2006-12-29 Thread Michael Bayer


the method that I improved in my checkin is related to the mapper's
construction of a newly loaded instance, and the test case that
improves 20% focuses most of its time loading a list of 2500 items.
the test you have here spends a lot of time doing lots of other things,
such as saving items (about 60% of its time is spent in save operations
rather than loads), creating new sessions, firing off lazy load
callables, etc.  so its work is too diffuse to illustrate the one
bottleneck i sped up a bit.  if you make your two relations lazy=False,
it knocks a few seconds off the total time.

as far as lifecycle, its dependent on your application's workings.  for
a typical web application its easy - a session for each web request.
for other kinds of apps like GUI apps, you have to identify what
constitutes a "session".  it may or may not be efficient to have a new
session for each transaction.  it depends on how much freshness you
need, what kind of concurrency is present, etc.

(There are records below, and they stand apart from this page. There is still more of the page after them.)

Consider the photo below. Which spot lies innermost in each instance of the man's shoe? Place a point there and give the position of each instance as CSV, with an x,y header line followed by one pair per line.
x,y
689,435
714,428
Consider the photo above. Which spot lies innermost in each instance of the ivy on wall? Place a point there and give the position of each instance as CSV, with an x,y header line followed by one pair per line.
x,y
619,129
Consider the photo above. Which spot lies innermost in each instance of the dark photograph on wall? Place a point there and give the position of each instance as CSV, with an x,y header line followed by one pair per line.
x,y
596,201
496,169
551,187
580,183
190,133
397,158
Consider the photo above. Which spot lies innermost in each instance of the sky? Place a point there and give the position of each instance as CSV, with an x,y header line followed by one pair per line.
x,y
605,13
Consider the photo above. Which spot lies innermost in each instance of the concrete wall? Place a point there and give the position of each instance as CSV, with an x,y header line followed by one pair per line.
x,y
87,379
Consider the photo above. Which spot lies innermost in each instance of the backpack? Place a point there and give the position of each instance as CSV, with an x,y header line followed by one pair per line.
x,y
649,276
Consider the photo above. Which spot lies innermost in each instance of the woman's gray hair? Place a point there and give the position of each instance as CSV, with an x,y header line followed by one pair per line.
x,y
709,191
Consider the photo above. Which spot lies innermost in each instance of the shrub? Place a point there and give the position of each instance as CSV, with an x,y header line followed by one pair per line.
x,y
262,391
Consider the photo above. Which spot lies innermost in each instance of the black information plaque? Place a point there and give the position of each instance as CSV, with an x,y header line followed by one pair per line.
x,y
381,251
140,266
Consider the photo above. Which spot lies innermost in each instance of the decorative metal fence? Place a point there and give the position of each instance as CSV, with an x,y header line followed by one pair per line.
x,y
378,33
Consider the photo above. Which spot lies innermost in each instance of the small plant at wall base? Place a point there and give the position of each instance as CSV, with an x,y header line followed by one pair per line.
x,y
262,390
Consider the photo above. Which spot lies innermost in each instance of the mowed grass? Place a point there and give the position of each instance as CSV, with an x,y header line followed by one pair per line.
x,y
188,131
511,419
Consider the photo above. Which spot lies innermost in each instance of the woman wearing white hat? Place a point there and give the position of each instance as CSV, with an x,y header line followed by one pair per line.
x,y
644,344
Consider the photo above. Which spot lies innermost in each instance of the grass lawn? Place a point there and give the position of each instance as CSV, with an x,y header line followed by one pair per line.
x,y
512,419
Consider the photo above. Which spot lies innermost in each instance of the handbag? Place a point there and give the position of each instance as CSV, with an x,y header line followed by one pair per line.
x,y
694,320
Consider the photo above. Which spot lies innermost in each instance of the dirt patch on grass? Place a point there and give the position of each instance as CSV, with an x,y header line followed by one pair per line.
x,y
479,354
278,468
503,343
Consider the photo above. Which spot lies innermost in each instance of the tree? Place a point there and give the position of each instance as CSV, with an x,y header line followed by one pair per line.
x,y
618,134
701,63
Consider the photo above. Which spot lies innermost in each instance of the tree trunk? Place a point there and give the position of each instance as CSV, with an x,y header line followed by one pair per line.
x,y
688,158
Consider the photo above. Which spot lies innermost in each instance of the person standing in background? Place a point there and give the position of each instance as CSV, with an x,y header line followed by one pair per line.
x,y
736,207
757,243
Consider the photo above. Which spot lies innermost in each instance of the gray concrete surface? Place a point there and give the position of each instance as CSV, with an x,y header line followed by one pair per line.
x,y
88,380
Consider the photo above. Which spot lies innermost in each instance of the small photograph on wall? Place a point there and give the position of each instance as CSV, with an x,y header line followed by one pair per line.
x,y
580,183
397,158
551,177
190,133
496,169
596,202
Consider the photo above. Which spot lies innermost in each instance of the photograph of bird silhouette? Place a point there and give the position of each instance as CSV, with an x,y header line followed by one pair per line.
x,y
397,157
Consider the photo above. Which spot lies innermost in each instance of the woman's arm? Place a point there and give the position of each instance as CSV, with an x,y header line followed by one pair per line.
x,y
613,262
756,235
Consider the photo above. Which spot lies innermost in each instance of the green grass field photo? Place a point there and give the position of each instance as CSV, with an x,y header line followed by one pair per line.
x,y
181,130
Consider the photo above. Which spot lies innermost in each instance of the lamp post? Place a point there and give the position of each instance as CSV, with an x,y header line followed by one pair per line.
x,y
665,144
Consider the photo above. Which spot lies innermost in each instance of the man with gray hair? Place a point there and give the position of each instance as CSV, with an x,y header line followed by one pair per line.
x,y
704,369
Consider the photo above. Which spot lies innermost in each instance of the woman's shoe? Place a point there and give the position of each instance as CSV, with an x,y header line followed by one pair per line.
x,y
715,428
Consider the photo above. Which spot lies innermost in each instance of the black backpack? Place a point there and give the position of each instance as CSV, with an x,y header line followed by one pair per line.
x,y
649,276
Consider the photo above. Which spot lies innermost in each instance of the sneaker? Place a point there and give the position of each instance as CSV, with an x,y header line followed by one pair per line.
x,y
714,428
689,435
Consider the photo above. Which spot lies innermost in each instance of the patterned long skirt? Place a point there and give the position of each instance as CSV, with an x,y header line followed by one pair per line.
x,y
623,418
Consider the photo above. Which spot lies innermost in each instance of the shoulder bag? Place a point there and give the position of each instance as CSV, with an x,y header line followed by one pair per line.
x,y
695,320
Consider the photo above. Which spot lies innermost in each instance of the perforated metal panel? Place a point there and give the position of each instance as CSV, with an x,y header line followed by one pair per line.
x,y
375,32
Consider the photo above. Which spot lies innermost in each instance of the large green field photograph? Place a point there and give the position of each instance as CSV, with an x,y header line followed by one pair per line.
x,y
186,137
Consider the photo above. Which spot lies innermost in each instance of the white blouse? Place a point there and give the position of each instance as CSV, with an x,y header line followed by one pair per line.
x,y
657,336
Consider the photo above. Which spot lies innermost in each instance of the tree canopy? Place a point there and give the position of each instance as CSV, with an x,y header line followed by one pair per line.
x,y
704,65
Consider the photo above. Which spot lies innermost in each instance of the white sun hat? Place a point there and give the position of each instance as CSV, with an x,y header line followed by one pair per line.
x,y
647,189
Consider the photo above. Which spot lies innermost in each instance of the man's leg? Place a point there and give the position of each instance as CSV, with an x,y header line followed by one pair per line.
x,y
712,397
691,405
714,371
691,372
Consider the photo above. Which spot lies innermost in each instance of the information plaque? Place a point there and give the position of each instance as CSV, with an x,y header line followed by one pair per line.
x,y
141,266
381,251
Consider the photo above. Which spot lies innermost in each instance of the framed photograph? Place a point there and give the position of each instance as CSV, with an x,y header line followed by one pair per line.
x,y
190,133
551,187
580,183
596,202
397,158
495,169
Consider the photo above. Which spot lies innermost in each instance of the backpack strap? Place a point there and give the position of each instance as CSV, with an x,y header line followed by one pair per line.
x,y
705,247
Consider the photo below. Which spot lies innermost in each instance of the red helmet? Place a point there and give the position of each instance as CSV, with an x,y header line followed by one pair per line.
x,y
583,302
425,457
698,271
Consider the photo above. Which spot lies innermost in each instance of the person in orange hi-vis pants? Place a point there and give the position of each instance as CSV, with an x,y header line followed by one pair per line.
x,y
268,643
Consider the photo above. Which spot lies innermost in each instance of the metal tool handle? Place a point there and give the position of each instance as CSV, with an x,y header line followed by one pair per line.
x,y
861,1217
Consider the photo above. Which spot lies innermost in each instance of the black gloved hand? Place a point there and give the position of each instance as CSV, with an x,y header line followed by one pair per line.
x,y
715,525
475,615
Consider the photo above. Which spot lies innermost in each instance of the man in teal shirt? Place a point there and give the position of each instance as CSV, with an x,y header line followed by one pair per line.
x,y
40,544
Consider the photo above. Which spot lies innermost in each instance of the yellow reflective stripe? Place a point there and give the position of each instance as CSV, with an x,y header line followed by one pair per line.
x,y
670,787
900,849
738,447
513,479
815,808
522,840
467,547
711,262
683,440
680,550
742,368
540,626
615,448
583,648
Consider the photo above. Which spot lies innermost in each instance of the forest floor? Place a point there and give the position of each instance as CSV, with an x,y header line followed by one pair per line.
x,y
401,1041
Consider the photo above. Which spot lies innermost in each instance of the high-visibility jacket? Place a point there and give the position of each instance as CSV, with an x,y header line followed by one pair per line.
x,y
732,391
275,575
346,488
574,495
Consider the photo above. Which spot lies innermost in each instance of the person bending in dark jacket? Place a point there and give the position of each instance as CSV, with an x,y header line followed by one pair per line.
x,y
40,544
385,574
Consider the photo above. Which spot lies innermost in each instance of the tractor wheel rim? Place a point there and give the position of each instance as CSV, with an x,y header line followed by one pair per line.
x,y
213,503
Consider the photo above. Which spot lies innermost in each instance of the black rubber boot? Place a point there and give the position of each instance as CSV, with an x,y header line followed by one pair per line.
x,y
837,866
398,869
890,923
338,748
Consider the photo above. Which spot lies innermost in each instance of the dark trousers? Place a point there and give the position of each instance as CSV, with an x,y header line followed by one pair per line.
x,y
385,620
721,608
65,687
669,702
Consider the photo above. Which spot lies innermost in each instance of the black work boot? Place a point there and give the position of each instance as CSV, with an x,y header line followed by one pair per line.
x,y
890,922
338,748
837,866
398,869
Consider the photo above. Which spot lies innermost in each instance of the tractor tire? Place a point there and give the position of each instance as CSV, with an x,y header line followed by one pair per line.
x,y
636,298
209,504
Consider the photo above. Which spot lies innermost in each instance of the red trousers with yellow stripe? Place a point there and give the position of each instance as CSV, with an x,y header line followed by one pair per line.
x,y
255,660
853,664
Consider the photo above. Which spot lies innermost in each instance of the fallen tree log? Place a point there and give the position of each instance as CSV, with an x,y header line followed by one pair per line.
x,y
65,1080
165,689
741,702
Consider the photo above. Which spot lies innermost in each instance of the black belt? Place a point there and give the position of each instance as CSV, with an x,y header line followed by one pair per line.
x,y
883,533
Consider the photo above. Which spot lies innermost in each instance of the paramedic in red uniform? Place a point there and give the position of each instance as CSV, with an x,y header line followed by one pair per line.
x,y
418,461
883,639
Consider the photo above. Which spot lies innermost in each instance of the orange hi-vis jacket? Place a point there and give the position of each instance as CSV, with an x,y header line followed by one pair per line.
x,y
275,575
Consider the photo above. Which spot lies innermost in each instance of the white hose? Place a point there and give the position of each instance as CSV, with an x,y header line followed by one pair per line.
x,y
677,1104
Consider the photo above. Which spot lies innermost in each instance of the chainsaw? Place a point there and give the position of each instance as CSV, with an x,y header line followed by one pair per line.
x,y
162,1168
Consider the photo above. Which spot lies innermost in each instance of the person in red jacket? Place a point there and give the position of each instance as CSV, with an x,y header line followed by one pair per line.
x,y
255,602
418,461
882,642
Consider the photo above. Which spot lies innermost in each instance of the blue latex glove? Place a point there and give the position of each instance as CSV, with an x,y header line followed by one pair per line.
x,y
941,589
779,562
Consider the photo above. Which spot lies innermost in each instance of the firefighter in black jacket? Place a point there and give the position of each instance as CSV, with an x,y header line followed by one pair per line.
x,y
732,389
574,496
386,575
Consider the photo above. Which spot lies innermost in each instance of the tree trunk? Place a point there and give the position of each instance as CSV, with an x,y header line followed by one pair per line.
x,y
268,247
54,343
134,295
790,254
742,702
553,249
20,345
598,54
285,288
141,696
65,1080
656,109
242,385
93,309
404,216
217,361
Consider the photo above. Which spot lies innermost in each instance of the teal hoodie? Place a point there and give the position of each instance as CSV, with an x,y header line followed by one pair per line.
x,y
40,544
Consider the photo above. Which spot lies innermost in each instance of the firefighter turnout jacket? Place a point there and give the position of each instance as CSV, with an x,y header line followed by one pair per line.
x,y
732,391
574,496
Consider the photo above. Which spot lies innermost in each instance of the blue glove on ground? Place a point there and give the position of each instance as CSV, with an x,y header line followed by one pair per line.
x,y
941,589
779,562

there is no option to disable the attribute-copy-on-load operation; you
can make it happen by removing the body of the "commit()" method in
sqlalchemy/orm/attributes.py line 642 and replacing it with just
"pass".  but then your session flushes wont work, and neither will your
test program.  if you created a test program that just did loads, it
still doesnt speed things up too much, particulary if you have few
attributes on your objects.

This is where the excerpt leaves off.